Come potrà cavarsela il grande pubblico con le finezze stilistiche? E così pseudonimi sonanti si insinuano nella massa dei lettori per vie notoriamente false. Tra gli ebrei che scrivono in russo naturalmente ci sono persone che hanno competenza e amore per la letteratura e la storia. Così, Volynskij ha studiato Dostoevskij, Vengerov è uno storico della letteratura, Lerner si è dedicato a Puškin, Ajchenval’d nutre un tenero amore per i nostri classici, Geršenzon è innamorato dalla slavofilia, e molti altri. Ma, non sarebbe meglio per loro non conoscere o disprezzare apertamente il nostro tesoro spirituale? Certo, amano e apprezzano solo nel modo ebraico.

Il Dostoevskij di Valynskij risulta avere un naso lungo, e K. Akasov di Vengerov assomiglia a un tsadik [massima autorità fra gli ebrei chassidici]; inoltre, i nostri classici, come sono mostrati da Ajchenval’d, hanno una specie di parlata gutturale e di sensibilità semitica.

Io stesso non so ancora che cosa sia peggio per la Russia, per la nostra letteratura, se l’odio o l’amore per gli ebrei. Non ardeva forse la piovra Israele di un amore appassionato per Canaan, e non ha forse risucchiato in sé tutti i suoi tesori? In quaranta secoli, gli ebrei hanno mutato lingue e abiti, paesi e costumi, ma sono rimasti ebrei. Essi forse se ne andranno da noi, ma rimarrà il loro spirito. Uno spirito di negazione e di volgarità. Può darsi che sia proprio questo l’obiettivo della piovra universale: innamorarsi, adattarsi, logorare, succhiare, devastare tutto, lasciare l’immondezza dell’abbandono e andarsene.
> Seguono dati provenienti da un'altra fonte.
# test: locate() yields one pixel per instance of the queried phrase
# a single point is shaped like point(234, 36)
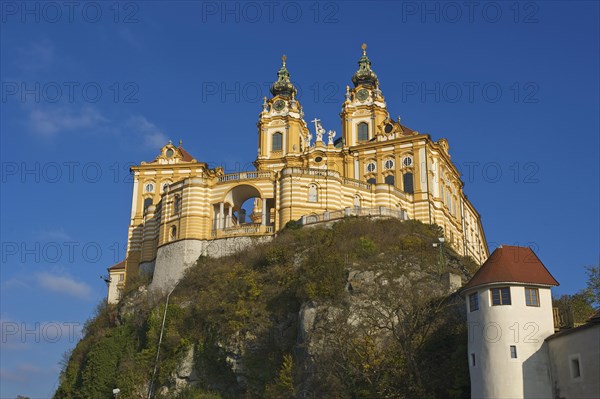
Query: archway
point(243, 205)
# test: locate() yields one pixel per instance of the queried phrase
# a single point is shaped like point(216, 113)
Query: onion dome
point(365, 75)
point(283, 87)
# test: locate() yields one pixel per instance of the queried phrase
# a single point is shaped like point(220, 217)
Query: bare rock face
point(185, 374)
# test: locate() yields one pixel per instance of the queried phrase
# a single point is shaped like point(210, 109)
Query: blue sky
point(91, 88)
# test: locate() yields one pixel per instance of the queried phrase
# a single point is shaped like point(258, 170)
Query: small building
point(509, 315)
point(116, 282)
point(575, 360)
point(513, 350)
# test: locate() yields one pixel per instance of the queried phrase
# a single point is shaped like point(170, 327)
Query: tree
point(593, 284)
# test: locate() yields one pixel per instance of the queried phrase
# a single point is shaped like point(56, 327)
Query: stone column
point(221, 215)
point(264, 212)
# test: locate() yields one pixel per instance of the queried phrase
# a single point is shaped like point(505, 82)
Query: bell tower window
point(147, 203)
point(363, 132)
point(313, 195)
point(408, 183)
point(277, 143)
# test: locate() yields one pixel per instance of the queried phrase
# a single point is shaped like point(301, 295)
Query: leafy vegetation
point(383, 325)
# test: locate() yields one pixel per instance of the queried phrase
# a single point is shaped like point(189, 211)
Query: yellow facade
point(376, 166)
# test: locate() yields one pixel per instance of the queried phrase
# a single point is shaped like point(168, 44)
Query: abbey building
point(182, 209)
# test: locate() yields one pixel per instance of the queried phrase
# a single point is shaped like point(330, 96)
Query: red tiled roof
point(512, 264)
point(185, 156)
point(120, 265)
point(406, 130)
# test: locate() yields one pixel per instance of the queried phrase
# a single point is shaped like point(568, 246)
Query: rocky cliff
point(361, 308)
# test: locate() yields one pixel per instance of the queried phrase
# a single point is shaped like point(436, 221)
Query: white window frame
point(576, 357)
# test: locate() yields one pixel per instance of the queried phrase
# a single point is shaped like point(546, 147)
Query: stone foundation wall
point(172, 260)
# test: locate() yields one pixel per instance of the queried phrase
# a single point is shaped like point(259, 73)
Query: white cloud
point(152, 136)
point(128, 37)
point(64, 285)
point(36, 55)
point(49, 122)
point(56, 234)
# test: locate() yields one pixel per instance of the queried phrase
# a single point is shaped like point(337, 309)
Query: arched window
point(177, 204)
point(408, 183)
point(277, 144)
point(363, 132)
point(356, 201)
point(313, 195)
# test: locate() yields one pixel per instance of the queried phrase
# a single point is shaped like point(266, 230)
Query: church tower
point(364, 109)
point(281, 127)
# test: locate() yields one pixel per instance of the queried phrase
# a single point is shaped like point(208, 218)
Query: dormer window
point(532, 296)
point(500, 296)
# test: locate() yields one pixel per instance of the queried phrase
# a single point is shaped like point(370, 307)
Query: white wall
point(584, 344)
point(113, 290)
point(493, 329)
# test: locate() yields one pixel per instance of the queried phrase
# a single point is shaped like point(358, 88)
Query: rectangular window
point(532, 297)
point(474, 302)
point(500, 296)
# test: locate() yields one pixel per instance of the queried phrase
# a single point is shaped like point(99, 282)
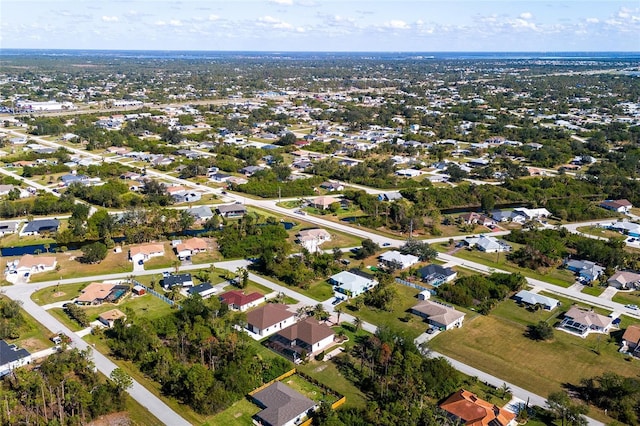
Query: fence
point(158, 295)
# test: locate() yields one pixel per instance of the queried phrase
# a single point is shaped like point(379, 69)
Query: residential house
point(302, 339)
point(440, 316)
point(487, 244)
point(582, 322)
point(323, 203)
point(465, 407)
point(238, 300)
point(205, 290)
point(436, 275)
point(281, 406)
point(94, 294)
point(40, 226)
point(12, 357)
point(620, 206)
point(28, 265)
point(390, 196)
point(353, 283)
point(268, 319)
point(586, 269)
point(533, 299)
point(631, 340)
point(7, 228)
point(140, 254)
point(110, 317)
point(311, 239)
point(181, 280)
point(625, 280)
point(332, 186)
point(474, 218)
point(190, 247)
point(396, 260)
point(231, 210)
point(202, 213)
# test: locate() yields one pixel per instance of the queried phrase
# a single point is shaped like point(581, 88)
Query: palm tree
point(357, 323)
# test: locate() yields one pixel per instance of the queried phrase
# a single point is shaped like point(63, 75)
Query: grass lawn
point(33, 335)
point(394, 319)
point(70, 268)
point(560, 277)
point(239, 414)
point(593, 291)
point(627, 298)
point(496, 344)
point(59, 293)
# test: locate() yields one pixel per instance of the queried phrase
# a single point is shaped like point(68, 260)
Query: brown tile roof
point(268, 315)
point(309, 331)
point(475, 411)
point(239, 298)
point(632, 334)
point(112, 315)
point(95, 291)
point(29, 261)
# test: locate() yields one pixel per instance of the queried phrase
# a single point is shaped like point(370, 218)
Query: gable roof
point(438, 312)
point(268, 315)
point(475, 411)
point(308, 330)
point(282, 404)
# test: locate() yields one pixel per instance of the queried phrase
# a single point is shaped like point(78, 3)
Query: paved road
point(158, 408)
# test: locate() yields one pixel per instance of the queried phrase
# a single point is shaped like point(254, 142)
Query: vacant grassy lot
point(555, 276)
point(114, 263)
point(496, 344)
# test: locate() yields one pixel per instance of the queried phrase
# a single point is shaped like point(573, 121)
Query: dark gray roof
point(282, 404)
point(42, 225)
point(10, 353)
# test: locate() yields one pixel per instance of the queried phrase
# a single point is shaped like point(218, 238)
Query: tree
point(563, 408)
point(94, 252)
point(121, 380)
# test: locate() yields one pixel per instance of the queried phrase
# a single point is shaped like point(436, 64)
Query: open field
point(560, 277)
point(496, 344)
point(70, 267)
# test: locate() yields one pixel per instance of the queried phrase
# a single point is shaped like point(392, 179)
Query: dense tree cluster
point(196, 354)
point(481, 292)
point(65, 390)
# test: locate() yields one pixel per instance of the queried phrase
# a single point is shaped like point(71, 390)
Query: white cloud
point(397, 24)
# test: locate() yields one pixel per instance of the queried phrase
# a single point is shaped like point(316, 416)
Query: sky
point(323, 25)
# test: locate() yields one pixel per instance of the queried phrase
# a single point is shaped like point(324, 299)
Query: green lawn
point(496, 344)
point(406, 298)
point(239, 414)
point(560, 277)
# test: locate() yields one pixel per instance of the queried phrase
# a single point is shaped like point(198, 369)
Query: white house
point(140, 254)
point(395, 259)
point(348, 284)
point(269, 319)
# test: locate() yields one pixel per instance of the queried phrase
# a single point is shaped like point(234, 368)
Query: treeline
point(64, 390)
point(404, 385)
point(548, 247)
point(196, 354)
point(481, 292)
point(43, 204)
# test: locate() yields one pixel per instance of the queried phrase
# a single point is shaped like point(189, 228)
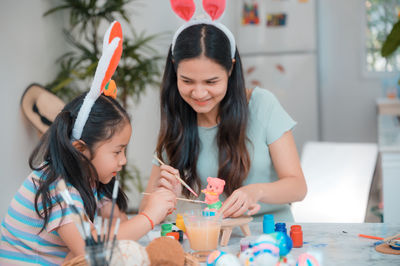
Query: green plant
point(392, 42)
point(138, 67)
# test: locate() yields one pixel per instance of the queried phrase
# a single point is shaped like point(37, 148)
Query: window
point(380, 17)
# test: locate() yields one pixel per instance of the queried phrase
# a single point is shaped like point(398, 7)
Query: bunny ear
point(214, 8)
point(114, 31)
point(183, 8)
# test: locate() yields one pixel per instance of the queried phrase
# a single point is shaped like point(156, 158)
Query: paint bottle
point(166, 228)
point(296, 234)
point(268, 223)
point(180, 223)
point(280, 227)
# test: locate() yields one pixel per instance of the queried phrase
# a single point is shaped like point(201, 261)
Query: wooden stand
point(229, 223)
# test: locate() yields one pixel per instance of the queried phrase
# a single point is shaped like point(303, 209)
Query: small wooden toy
point(215, 187)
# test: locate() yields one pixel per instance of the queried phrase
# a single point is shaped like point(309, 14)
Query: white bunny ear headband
point(111, 54)
point(214, 8)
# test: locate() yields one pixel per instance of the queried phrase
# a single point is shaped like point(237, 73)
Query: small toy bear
point(215, 187)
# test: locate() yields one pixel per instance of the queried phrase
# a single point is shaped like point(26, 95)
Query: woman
point(212, 126)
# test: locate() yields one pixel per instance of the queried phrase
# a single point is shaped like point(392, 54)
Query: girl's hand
point(241, 200)
point(159, 204)
point(168, 179)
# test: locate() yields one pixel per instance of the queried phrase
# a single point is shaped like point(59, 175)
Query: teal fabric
point(268, 121)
Naturalmente, per gli ebrei la nostra letteratura è una Palestina promessa. Che gioia agghindare la propria meschinità spirituale, conferire alla propria bassezza slancio e ardimento, bellezza alla lascivia, grandiosità e giustificazione morale alla cupidigia e coinvolgere nella propria sporcizia sgargiante un’altra anima incorrotta! State attenti all’amore giudaico, temete le sue manifestazioni affettuose: i lupi vengono in veste d’agnelli. Ma bisogna scrutare i denti, cercare di capire gli istinti del lupo, fare attenzione al bagliore degli occhi del lupo.

Bisogna volgersi alla psicologia e alla creatività giudaica, all’essenza dei disegni del Kahal, per arrivare fino al retroscena giudaico.